Rating:
This Danish quintet's first full-length release on Home Tapes is a full of dark and radiant songs that compete and unite at equal turns. The album opens with the peaceful, anemic bombast of "Sleep Tight", its winds and strings chugging through crashes of cymbals and bass. An ominous chorus of voices enforces a marching cadence, but the precision breaks midway for guitars and distant howls reminiscent of Animal Collective's Campfire Songs.
Incorporating so many instrument families into one sound is difficult, and Slaraffenland have some trouble with "Show Me the Way", which ineffectively plods and floats with punches of saxophone and trombone and flits of guitar and drum. At only two minutes it never quite lures us in, but it's the only track that doesn't. "The Run Up" is another softhearted interlude that coaxes the ear with soft harmonies and the powerful foundation of brass in low registers. "This One Will Kill Us" starts with a disappointingly rote guitar intro, but gives way to an aquatic dirge of twinkling guitars and a suffocating saxophone. It's an immensely evocative atmosphere, and devolves back to post-punk for the close, creating our slow, drawn out shock that these two sounds can come from the same band.

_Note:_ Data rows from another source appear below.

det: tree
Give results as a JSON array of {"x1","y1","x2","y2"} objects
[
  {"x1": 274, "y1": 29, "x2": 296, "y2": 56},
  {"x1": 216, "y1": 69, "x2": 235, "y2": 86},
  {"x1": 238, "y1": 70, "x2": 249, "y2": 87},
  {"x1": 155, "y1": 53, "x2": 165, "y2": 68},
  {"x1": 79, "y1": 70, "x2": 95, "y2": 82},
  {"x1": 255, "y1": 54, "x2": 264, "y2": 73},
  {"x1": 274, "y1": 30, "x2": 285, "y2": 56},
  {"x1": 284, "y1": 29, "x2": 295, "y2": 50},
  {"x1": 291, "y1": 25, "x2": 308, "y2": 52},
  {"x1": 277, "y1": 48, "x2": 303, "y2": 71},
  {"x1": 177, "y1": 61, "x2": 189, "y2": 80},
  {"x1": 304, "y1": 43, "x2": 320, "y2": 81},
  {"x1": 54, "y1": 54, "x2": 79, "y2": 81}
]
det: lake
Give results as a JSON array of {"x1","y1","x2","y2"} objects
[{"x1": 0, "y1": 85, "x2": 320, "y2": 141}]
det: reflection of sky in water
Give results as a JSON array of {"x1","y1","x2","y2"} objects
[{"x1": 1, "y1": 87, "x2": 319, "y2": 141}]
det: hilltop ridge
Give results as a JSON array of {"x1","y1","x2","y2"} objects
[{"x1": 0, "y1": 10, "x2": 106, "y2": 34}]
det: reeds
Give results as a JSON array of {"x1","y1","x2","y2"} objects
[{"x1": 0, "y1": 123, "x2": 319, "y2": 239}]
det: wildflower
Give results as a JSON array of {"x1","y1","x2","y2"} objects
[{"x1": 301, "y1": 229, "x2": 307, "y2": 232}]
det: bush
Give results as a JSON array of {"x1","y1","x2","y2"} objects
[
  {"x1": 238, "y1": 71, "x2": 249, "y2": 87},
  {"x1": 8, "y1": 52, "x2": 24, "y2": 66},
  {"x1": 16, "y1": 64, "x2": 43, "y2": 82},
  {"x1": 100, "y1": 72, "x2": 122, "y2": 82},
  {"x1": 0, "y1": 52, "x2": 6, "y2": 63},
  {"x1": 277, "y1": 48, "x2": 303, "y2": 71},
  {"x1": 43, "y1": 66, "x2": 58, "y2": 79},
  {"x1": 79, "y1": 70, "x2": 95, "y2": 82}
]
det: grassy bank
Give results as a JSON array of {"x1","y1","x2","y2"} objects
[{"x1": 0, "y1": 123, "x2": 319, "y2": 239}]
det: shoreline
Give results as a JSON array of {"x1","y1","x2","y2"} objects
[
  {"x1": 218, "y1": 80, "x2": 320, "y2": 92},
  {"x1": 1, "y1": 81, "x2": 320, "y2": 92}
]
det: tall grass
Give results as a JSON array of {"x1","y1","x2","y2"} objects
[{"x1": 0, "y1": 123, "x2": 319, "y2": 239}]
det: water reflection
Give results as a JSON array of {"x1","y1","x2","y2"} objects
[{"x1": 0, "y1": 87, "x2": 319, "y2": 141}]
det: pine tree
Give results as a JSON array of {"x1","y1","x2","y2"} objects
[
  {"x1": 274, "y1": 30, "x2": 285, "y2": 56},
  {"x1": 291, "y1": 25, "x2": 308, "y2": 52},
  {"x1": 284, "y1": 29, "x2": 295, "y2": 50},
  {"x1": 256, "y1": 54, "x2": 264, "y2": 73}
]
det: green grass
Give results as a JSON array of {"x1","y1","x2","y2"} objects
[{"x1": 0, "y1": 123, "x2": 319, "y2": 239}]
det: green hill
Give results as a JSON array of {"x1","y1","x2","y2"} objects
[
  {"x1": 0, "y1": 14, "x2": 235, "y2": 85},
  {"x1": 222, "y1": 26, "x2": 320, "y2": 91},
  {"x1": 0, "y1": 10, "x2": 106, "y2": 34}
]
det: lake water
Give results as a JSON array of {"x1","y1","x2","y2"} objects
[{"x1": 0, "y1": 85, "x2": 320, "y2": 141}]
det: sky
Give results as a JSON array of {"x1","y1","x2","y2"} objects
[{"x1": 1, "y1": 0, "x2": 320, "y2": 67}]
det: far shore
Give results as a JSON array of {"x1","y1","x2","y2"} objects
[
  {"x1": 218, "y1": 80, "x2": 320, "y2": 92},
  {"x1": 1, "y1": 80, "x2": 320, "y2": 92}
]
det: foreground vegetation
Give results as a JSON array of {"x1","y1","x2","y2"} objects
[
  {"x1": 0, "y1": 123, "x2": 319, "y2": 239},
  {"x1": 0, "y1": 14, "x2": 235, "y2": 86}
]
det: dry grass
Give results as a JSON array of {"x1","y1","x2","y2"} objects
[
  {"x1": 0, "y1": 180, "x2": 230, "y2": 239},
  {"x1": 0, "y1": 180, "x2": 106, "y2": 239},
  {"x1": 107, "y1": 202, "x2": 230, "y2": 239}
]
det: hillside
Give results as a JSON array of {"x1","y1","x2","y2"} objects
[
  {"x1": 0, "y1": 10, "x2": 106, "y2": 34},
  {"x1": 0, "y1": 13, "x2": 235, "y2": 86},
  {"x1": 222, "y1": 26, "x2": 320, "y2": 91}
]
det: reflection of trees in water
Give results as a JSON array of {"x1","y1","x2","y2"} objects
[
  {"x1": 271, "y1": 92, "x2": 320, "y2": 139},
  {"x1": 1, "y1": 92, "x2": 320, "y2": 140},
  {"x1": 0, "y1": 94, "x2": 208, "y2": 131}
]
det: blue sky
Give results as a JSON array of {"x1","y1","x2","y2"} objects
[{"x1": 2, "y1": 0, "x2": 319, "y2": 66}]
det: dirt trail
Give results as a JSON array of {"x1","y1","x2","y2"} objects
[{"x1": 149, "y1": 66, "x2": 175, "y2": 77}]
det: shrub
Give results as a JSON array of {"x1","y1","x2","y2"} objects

The minor key of "Roed", with its squirming hint of synth and elongated guitar static, makes for a darker mood we only hear in brief segments of other songs. But this song is also a conclusive chapter to the death march of "Sleep Tight". As an antidote, the following "Watch Out" gives us a trombone set to a percussion section-- unusual on this album, where guitars and cymbals often mark the beat. The tinge of post-punk shout-outs in the lyrics ("You better watch out" is hollered intermittently) make pretty good sense, as all the other instruments are similarly content to wow us with surprise: they skulk creepily, or suddenly arrive and recede. Even this song's gorgeous climax is understated, the brass rolling around in chaotic scales, guitars whining in the reverbed background-- but no instrument too loud, and none abrasive.
It's easy to imagine Slaraffenland scoring a film or an installation-- their rendition of the title subject on "Ghosts" is spot on, bringing in a mix of soft, textured aural luxury with ominous industrialized beats. Here, in a story-like arrangement, the first mood builds to the highly effected second, instead of sandwiching the noise within the calm as happens frequently in previous songs. The album as a whole is a brave perambulation, drawing on the acidic thunderstorms and gorgeous lullabies of two great Icelandic exports (Björk on "You Win" and Sigur Rós for aching closer "How Far Would You Go"). In music, it's not often that this borderline overindulgence, where structure and uniformity are all but forgotten, works. But here the members of Slaraffenland showcase their virtuoso skills and shared vision, always modestly.